The HOMAGE exploit used by attackers leveraged an iMessage component that looked up a Pegasus email address via and then launched a WebKit instance in the process. This instance of WebKit, which is the web browser engine used by Safari, Mail and many iOS apps, then fetched JavaScript scaffolding, which ran a series of tests that checked things including the iPhone’s exact screen resolution in pixels (in an effort to determine the model of iPhone) and ultimately fetched a WebKit exploit from /[uniqueid]/stadium/eutopia.

Attackers also used the known 2020 KISMET exploit, which involved a zero-click exploit in iMessage. Many victims were also targeted using SMS based attacks, with one target receiving a text message that purported to be a boarding pass link for a Swiss International Air Lines flight that he had purchased, and another receiving messages masquerading as official notifications from Spanish government entities, including Tax and Social Security entities.
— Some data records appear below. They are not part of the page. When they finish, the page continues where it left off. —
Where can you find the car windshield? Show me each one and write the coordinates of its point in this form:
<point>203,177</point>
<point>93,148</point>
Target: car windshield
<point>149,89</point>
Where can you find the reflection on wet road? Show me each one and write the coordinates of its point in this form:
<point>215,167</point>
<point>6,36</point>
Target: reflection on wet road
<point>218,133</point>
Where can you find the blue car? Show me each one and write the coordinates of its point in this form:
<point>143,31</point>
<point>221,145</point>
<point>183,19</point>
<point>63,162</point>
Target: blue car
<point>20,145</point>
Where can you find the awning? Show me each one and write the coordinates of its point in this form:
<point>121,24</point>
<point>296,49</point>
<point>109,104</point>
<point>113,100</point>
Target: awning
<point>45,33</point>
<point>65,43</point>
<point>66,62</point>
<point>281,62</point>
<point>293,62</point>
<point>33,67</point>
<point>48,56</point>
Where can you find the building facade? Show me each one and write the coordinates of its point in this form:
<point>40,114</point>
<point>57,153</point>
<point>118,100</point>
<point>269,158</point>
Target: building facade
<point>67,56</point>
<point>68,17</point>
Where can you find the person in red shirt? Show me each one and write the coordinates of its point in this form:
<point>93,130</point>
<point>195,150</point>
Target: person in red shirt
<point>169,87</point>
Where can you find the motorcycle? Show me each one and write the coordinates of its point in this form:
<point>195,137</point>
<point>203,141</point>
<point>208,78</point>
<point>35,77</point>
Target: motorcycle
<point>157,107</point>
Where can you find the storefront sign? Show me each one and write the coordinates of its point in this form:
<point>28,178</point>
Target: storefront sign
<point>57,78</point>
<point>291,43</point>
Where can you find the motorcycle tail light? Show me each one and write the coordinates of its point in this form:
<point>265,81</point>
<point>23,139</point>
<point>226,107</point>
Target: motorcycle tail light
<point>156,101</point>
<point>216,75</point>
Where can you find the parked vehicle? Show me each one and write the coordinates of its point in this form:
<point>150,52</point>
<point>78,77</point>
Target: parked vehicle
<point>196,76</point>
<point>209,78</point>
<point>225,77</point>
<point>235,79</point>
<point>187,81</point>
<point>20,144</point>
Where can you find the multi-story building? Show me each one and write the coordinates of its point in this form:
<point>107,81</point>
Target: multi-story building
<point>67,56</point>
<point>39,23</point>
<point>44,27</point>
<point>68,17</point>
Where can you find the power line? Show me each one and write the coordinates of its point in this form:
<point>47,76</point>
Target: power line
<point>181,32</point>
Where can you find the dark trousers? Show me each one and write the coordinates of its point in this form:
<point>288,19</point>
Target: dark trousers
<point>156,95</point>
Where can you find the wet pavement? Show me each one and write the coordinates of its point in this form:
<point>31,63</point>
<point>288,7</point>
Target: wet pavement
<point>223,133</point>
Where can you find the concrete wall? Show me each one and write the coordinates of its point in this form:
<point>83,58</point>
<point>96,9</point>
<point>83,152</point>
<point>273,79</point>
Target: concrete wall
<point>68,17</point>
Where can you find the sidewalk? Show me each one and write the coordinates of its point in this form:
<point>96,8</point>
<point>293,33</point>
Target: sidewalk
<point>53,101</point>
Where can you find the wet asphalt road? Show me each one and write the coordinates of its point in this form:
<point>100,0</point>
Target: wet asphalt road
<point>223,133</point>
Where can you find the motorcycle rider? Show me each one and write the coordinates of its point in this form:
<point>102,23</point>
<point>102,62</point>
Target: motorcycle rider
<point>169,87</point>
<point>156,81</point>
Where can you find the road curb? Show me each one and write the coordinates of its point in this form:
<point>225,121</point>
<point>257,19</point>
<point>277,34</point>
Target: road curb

Catalonia is an autonomous community of Spain, however the efforts made by the former to separate from the latter have resulted in conflict over the years. There have been previous reports of various surveillance abuses in Spain and Catalonia as well, including a 2010 report that Spain’s National Intelligence Center (CNI) and National Police paid to use spyware from the Milan-based software surveillance company Hacking Team, and a 2015 report on a “suspected Spanish customer” using Finfisher, a spyware suite that is sold exclusively to governments.

“The case is notable because of the unrestrained nature of the hacking activities,” said researchers. “The list includes numerous elected officials of Catalonia’s government, as was every Catalan member of the European Parliament that supported independence. Staff members and friends are also among the list. So, too, were numerous members of Catalan civil society, as well as lawyers representing Catalans (raising questions of attorney-client privilege violations).”